= Affinity maturation =

Cellular process in B cells

In immunology, affinity maturation is the process by which T_{FH} cell-activated B cells produce antibodies with increased affinity for antigen during the course of an immune response. With repeated exposures to the same antigen, a host will produce antibodies of successively greater affinities. A secondary response can elicit antibodies with several fold greater affinity than in a primary response. Affinity maturation primarily occurs on membrane immunoglobulin of germinal center B cells and as a direct result of somatic hypermutation (SHM) and selection by T_{FH} cells.

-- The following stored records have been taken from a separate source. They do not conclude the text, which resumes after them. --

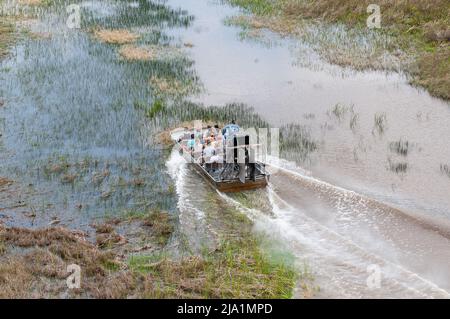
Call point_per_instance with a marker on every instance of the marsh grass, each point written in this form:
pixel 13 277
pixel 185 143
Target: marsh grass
pixel 380 123
pixel 401 147
pixel 123 36
pixel 398 167
pixel 7 35
pixel 415 35
pixel 354 120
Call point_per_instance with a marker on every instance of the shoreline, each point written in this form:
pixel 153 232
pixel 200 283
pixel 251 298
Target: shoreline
pixel 413 41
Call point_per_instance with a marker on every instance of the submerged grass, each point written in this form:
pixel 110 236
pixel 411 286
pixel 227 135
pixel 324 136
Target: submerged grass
pixel 418 28
pixel 6 36
pixel 116 36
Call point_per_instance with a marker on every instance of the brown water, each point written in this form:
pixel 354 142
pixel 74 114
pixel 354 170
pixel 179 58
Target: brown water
pixel 341 209
pixel 370 194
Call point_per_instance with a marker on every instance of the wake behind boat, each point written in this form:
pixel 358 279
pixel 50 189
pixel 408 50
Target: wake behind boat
pixel 226 158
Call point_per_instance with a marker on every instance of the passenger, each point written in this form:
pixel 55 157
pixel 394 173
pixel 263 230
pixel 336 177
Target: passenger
pixel 191 143
pixel 208 151
pixel 207 132
pixel 216 159
pixel 199 136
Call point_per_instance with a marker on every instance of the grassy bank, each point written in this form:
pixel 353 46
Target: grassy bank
pixel 6 36
pixel 419 28
pixel 33 263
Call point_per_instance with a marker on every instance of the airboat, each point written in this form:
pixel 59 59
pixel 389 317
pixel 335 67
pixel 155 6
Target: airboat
pixel 235 163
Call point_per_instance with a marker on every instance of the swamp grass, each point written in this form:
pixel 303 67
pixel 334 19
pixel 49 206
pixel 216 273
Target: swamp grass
pixel 418 29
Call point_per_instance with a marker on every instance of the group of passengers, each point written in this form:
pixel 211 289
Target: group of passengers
pixel 206 146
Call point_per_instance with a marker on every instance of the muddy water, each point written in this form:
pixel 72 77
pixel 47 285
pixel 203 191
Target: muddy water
pixel 75 144
pixel 373 192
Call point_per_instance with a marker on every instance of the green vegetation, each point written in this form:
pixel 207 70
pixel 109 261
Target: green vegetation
pixel 238 268
pixel 420 28
pixel 6 37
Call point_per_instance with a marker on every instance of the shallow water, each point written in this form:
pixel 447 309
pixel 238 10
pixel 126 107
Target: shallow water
pixel 71 110
pixel 341 232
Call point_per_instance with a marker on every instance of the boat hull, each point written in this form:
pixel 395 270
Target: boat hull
pixel 231 186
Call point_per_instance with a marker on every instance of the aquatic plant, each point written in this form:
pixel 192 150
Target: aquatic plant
pixel 380 123
pixel 116 36
pixel 354 121
pixel 445 169
pixel 400 147
pixel 398 167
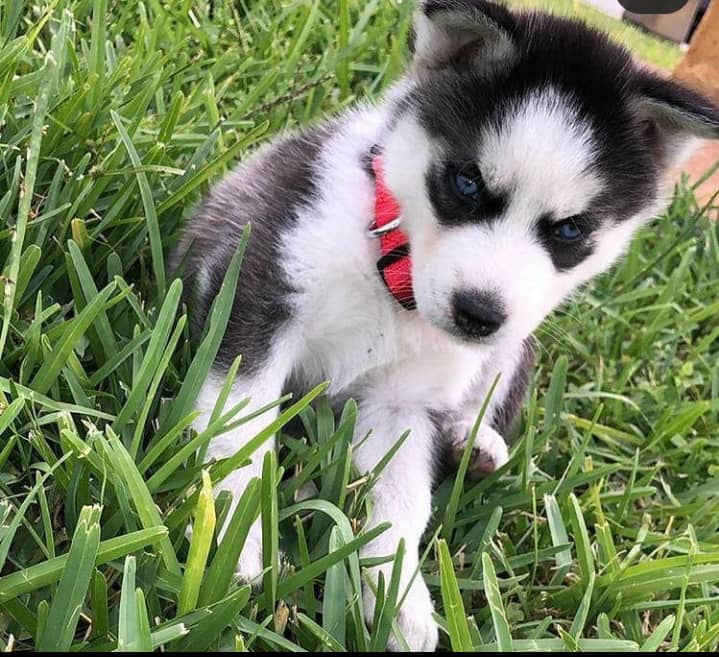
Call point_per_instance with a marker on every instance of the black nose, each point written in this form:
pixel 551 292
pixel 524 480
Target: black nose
pixel 477 314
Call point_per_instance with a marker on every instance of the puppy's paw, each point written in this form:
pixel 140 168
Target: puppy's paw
pixel 489 451
pixel 249 565
pixel 414 619
pixel 416 622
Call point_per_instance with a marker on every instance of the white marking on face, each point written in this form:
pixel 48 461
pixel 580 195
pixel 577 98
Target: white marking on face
pixel 541 154
pixel 540 157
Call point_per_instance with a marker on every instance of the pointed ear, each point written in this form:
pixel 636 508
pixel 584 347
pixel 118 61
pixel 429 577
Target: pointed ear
pixel 680 113
pixel 461 33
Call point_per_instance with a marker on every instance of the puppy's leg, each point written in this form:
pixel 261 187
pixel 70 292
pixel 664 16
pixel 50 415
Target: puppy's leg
pixel 489 450
pixel 262 389
pixel 401 496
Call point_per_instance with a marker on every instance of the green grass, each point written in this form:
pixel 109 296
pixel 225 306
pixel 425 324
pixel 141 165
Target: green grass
pixel 651 49
pixel 601 533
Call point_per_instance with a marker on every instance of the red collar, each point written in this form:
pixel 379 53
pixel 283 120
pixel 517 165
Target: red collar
pixel 394 265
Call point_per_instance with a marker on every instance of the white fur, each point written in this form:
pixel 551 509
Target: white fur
pixel 347 329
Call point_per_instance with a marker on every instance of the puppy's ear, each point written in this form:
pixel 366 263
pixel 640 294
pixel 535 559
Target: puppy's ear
pixel 461 33
pixel 679 115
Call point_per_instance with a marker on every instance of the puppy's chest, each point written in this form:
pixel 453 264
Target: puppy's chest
pixel 365 348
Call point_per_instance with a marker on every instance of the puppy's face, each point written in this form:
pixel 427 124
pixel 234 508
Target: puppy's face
pixel 525 153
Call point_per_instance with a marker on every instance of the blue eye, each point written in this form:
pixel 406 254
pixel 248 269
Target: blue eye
pixel 467 183
pixel 567 231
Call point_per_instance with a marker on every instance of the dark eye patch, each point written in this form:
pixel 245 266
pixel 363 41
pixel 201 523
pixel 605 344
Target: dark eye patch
pixel 560 239
pixel 448 184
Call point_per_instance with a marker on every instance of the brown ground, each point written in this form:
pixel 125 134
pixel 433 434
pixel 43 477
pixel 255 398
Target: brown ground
pixel 698 165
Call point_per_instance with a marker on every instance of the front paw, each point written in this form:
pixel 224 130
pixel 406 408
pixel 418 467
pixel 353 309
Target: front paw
pixel 414 619
pixel 489 451
pixel 249 566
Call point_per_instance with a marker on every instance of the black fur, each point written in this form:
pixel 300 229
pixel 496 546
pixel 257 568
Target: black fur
pixel 566 255
pixel 266 194
pixel 455 103
pixel 452 209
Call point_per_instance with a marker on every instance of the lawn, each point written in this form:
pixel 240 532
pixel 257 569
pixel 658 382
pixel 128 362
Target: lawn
pixel 654 50
pixel 601 532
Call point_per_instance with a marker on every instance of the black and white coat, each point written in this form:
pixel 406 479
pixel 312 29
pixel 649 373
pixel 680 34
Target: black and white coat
pixel 561 133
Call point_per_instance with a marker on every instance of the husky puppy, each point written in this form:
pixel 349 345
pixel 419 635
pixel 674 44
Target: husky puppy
pixel 407 251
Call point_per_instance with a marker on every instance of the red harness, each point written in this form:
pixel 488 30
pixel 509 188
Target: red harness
pixel 394 265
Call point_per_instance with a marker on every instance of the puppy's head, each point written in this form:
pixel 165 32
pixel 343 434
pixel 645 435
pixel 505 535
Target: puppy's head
pixel 525 152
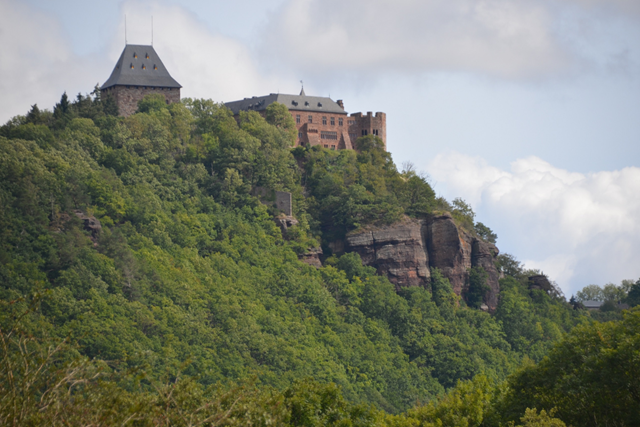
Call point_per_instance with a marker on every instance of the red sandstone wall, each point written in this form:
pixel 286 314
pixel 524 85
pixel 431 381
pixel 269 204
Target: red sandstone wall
pixel 127 97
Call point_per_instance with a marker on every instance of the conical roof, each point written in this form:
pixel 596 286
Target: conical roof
pixel 140 65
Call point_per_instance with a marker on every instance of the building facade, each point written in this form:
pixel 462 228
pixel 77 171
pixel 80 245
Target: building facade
pixel 139 72
pixel 320 120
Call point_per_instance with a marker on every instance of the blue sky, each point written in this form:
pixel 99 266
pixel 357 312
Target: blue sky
pixel 527 109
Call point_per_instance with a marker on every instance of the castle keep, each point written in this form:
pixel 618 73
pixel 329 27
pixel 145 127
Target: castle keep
pixel 139 72
pixel 320 120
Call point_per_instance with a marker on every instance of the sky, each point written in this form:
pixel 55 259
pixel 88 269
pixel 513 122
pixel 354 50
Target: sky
pixel 527 109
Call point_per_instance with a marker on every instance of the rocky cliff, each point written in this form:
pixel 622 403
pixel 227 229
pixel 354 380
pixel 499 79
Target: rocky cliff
pixel 406 251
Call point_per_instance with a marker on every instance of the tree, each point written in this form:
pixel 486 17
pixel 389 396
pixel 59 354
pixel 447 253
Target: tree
pixel 485 233
pixel 633 298
pixel 590 293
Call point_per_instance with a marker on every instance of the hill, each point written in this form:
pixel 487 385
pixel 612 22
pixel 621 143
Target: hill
pixel 138 240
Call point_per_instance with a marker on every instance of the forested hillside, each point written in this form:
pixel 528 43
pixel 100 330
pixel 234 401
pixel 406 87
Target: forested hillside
pixel 135 245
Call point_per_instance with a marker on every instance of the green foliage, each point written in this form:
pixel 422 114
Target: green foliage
pixel 633 298
pixel 189 280
pixel 591 377
pixel 350 190
pixel 485 233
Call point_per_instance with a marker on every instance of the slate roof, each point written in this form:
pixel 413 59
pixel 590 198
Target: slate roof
pixel 300 102
pixel 140 65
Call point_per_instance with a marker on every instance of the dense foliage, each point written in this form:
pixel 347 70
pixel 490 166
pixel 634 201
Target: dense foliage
pixel 189 281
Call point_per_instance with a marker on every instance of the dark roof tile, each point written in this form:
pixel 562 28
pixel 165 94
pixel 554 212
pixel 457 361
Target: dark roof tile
pixel 140 65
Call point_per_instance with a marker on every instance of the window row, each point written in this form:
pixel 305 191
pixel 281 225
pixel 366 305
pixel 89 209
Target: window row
pixel 324 120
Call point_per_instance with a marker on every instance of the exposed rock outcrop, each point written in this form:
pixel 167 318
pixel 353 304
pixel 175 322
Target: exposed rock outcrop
pixel 285 222
pixel 91 224
pixel 312 257
pixel 449 250
pixel 406 251
pixel 397 251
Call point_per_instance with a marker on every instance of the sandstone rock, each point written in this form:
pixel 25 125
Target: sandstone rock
pixel 285 222
pixel 91 224
pixel 540 281
pixel 449 250
pixel 483 255
pixel 312 257
pixel 406 251
pixel 397 251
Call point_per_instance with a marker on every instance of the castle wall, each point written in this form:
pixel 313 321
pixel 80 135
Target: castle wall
pixel 369 124
pixel 127 97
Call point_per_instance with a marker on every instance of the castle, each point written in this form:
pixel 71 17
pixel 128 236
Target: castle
pixel 319 120
pixel 139 72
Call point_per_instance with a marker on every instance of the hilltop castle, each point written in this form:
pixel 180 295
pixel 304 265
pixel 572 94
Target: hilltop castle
pixel 139 72
pixel 320 120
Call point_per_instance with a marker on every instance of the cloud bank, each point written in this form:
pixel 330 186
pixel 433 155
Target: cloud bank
pixel 577 228
pixel 504 39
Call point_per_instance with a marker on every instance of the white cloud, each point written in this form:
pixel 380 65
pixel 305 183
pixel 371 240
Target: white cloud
pixel 503 38
pixel 37 64
pixel 578 228
pixel 205 63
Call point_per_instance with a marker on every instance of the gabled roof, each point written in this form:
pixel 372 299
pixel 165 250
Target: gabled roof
pixel 140 65
pixel 300 102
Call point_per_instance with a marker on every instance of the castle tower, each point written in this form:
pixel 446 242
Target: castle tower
pixel 139 72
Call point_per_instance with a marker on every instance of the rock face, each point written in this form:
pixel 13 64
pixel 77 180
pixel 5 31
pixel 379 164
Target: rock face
pixel 406 251
pixel 91 224
pixel 397 251
pixel 449 250
pixel 312 257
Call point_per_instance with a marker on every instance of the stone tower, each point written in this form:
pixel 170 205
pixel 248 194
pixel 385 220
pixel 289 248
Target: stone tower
pixel 139 72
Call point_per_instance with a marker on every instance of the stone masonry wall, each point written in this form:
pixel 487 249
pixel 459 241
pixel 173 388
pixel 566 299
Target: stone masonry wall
pixel 127 97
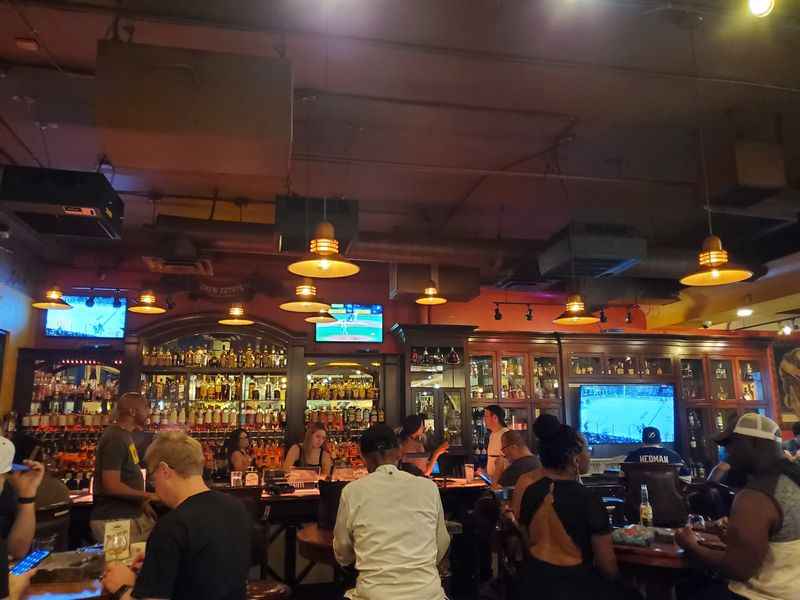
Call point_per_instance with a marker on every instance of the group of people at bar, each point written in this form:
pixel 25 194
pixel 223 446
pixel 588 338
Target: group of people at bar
pixel 391 523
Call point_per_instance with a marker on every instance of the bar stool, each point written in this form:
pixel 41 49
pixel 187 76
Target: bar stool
pixel 267 590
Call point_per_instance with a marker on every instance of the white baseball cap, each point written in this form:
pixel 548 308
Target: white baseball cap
pixel 751 425
pixel 7 451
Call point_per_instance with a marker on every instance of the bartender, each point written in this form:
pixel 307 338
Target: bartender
pixel 413 456
pixel 494 417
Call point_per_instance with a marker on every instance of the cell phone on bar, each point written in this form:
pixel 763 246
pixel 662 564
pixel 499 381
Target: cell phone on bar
pixel 31 561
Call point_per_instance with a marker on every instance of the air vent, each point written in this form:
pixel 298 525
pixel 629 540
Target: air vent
pixel 200 267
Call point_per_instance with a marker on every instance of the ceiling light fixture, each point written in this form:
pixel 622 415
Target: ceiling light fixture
pixel 235 316
pixel 52 301
pixel 575 313
pixel 760 8
pixel 430 294
pixel 323 260
pixel 322 316
pixel 307 301
pixel 147 305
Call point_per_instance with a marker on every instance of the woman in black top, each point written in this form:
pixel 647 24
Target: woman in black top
pixel 571 554
pixel 312 452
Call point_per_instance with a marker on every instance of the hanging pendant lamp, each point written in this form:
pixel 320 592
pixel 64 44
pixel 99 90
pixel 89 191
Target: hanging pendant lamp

Affinity maturation also occurs when GC B cells encounter antigens related to the original antigen they were raised against, as long as some binding capabilities remain against the new variant antigen. Over many rounds of maturation against new variants, GC B cells could (very rarely) end up producing broadly-neutralizing antibodies that bind the common (conserved) part of these antigens. One ideal in the field of vaccination is to reliably replicate this process so as to immunize against a broad spectrum of related pathogens.

== In vivo ==
The process is thought to involve two interrelated processes, occurring in the germinal centers of the secondary lymphoid organs:

1. Somatic hypermutation: Mutations in the variable, antigen-binding coding sequences (known as complementarity-determining regions (CDR)) of the immunoglobulin genes. The mutation rate is up to 1,000,000 times higher than in cell lines outside the lymphoid system. Although the exact mechanism of the SHM is still not known, a major role for the activation-induced (cytidine) deaminase has been discussed. The increased mutation rate results in 1-2 mutations per CDR and, hence, per cell generation. The mutations alter the binding specificity and binding affinities of the resultant antibodies.
2. Clonal selection: B cells that have undergone SHM must compete for limiting growth resources, including the availability of antigen and paracrine signals from T_{FH} cells. The follicular dendritic cells (FDCs) of the germinal centers present antigen to the B cells, and the B cell progeny with the highest affinities for antigen, having gained a competitive advantage, are favored for positive selection leading to their survival. Positive selection is based on steady cross-talk between T_{FH} cells and their cognate antigen presenting GC B cell. Because a limited number of T_{FH} cells reside in the germinal center, only highly competitive B cells stably conjugate with T_{FH} cells and thus receive T cell-dependent survival signals. B cell progeny that have undergone SHM, but bind antigen with lower affinity will be out-competed, and be deleted. Over several rounds of selection, the resultant secreted antibodies produced will have effectively increased affinities for antigen.

== In vitro ==
Like the natural prototype, the in vitro affinity maturation is based on the principles of mutation and selection. The in vitro affinity maturation has successfully been used to optimize antibodies, antibody fragments or other peptide molecules like antibody mimetics. Random mutations inside the CDRs are introduced using radiation, chemical mutagens or error-prone PCR. In addition, the genetic diversity can be increased by chain shuffling. Two or three rounds of mutation and selection using display methods like phage display usually results in antibody fragments with affinities in the low nanomolar range.